Reflecting this context, certification systems have been proposed to verify origin, due diligence and ethical quality of mineral production and trade in conflict-affected and high-risk regions such as eastern-central Africa. Mineral certification is seen as a voluntary or mandatory tool to complement other ASM sector formalization efforts and facilitate standard compliance and due diligence in associated supply chains. In recent years, mineral certification efforts along the supply chain have been partly institutionalized. This was largely due to the impact of international mineral sourcing requirements in association with the conflict mineral rule of the US Dodd-Frank Act. It was further influenced through the establishment of regional standards and regulations through the International Conference on the Great Lakes Region’s Regional Initiative on Natural Resources.
BGR has continuously been engaged in mineral certification, due diligence and ASM formalization efforts in the region and internationally through a number of technical cooperation projects implemented since 2006.
- In response to international calls to constrain the origin of “conflict minerals”, BGR scientists started developing the Analytical Fingerprint (AFP) method to evaluate the mineralogical and geochemical characteristics of individual 3T ore deposits and their differentiating features. Scientific work on this method started as early as 2006 and continues to the present day. It is envisaged that AFP may serve as an optional forensic tool to verify the origin of 3T concentrates in certain types of mineral supply chains.

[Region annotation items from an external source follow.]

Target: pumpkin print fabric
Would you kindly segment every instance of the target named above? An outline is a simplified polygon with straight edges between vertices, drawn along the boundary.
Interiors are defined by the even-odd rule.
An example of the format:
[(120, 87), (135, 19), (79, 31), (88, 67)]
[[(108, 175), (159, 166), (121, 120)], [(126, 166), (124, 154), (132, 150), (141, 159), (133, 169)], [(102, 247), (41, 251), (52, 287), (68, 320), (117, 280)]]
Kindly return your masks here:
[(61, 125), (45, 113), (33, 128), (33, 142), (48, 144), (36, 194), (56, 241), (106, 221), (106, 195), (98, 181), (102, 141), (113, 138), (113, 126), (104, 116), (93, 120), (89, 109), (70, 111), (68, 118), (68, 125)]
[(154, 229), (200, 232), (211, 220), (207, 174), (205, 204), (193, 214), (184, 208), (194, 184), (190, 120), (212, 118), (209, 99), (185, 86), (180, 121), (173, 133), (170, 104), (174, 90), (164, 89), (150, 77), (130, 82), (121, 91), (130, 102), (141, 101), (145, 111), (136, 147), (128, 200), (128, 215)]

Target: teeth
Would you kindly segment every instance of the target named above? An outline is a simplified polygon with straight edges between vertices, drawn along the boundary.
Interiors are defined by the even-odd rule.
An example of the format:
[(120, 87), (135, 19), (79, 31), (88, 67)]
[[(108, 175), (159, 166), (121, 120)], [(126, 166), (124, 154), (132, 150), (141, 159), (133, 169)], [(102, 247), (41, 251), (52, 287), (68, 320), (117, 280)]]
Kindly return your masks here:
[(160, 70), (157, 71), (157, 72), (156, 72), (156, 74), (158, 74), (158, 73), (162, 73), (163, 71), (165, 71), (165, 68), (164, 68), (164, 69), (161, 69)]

- Based on an internal study in 2007, BGR developed and refined the mineral certification concept as well as demonstrated its feasibility on a voluntary base through the G8 pilot project on Certified Trading Chains (CTC), implemented in Rwanda from 2008-2011 in cooperation with government and private sector partners.
- In 2009, a bilateral cooperation program on “Strengthening the transparency and control of the natural resource sector” was initiated between the DR Congo and Germany. The program is currently in its second phase and includes introducing and adapting the CTC concept to the DRC context together with Congolese partner institutions.
- In 2011, BGR joined the German cooperation program “Support to the International Conference on the Great Lakes Region (ICGLR)”. The multi-phase program currently runs until the end of 2016. The BGR module “Support to regional mineral certification” has two components, namely (1) introducing and transferring AFP technology and management capacity into the Great Lakes Region (including establishing the necessary analytical facilities), and (2) supporting ASM formalization and mineral certification in Rwanda and Burundi.
- BGR also provides continuous advisory services to the German government, its international partners, the private sector and civil society on all of the above topics. In this context, BGR further supports special research projects and consultation processes.
- These projects and activities are funded by the Federal Ministry of Economic Cooperation and Development (BMZ) and the Federal Ministry of Economics and Energy (BMWi).